Ex prostituta latina pide perdón y sueña con la ciudadanía

Un juez ordenó la detención temporal de su deportación

Un colorido caso migratorio conmociona a Detroit y al resto de la comunidad inmigrante. Una ex prostituta latina que trabajó con una organización de trata de personas indocumentadas asegura hoy que tiene derecho a su ciudadanía.

Fabiola Contrera una inmigrante originiaria de Chile se declaró culpable en 2011 de trabajar como mujer de compañia y posteriormente de ayudar a traer inmigrantes indocumentados para trabajar en la red de prostitución Miami Companions, reportó el Detroit Free Press.

Contreras de 41 años es una de las cinco personas acusadas de dirigir Miami Companions, un servicio de prostitutas de alto precio que vendía servicios de sexo a $500 dólares por hora en todo el país, amasando una clientela de más de 3,000.

Se calcula que la red de mujeres de compañía recaudó más de cuatro millones de dólares, según reportes oficiales.

Aunque en un pricipio la inmigrantes fue acusada de lavado de dinero, de usar su cuenta bancaria para lavar las ganancias de la organización, ella pactó con la justicia y se declaró culpable de un delito menor. El de ayudar e instigar a la contratación de inmigrantes indocumentados. Ella recibió libertad condicional.

Seis años después, durante su proceso de convertirse en ciudadana de EEUU le informaron que bajo las nuevas políticas migratorias del actual gobierno este delito menor en su expediente era causal de la pérdida de la residencia legal y por consiguiente el inicio de su deportación.

A punta de perderlo todo y en busca de la anulación de ese “delito menor” en su expediente, el abogado de la madre chilena logró que este miércoles la juez federal Arthur Tarnow proporcionara un alivio temporal a Contreras al prohibir al gobierno su deportación hasta realizar una revisión del caso.

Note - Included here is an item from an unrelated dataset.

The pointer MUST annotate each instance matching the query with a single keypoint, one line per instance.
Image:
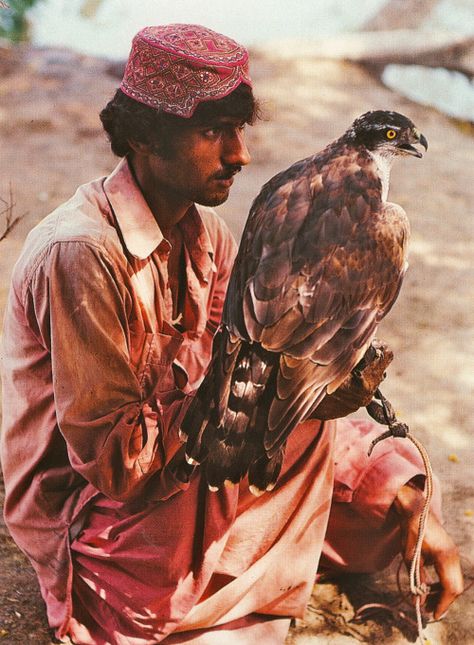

Su defensa está luchando para que su declaración y declaración de culpabilidad sean anuladas argumentando que no fue bien asesorada por su abogado de entonces, pues no le dijo que su pacto de culpabilidad sería una causal de no conseguir su ciudadanía.

La mujer asegura que no habría aceptado un acuerdo si hubiera sabido que estaría expuesta a la deportación. Ella cree que su ex abogado le dio un mal consejo y quiere que su condena sea impugnada por un abogado ineficaz.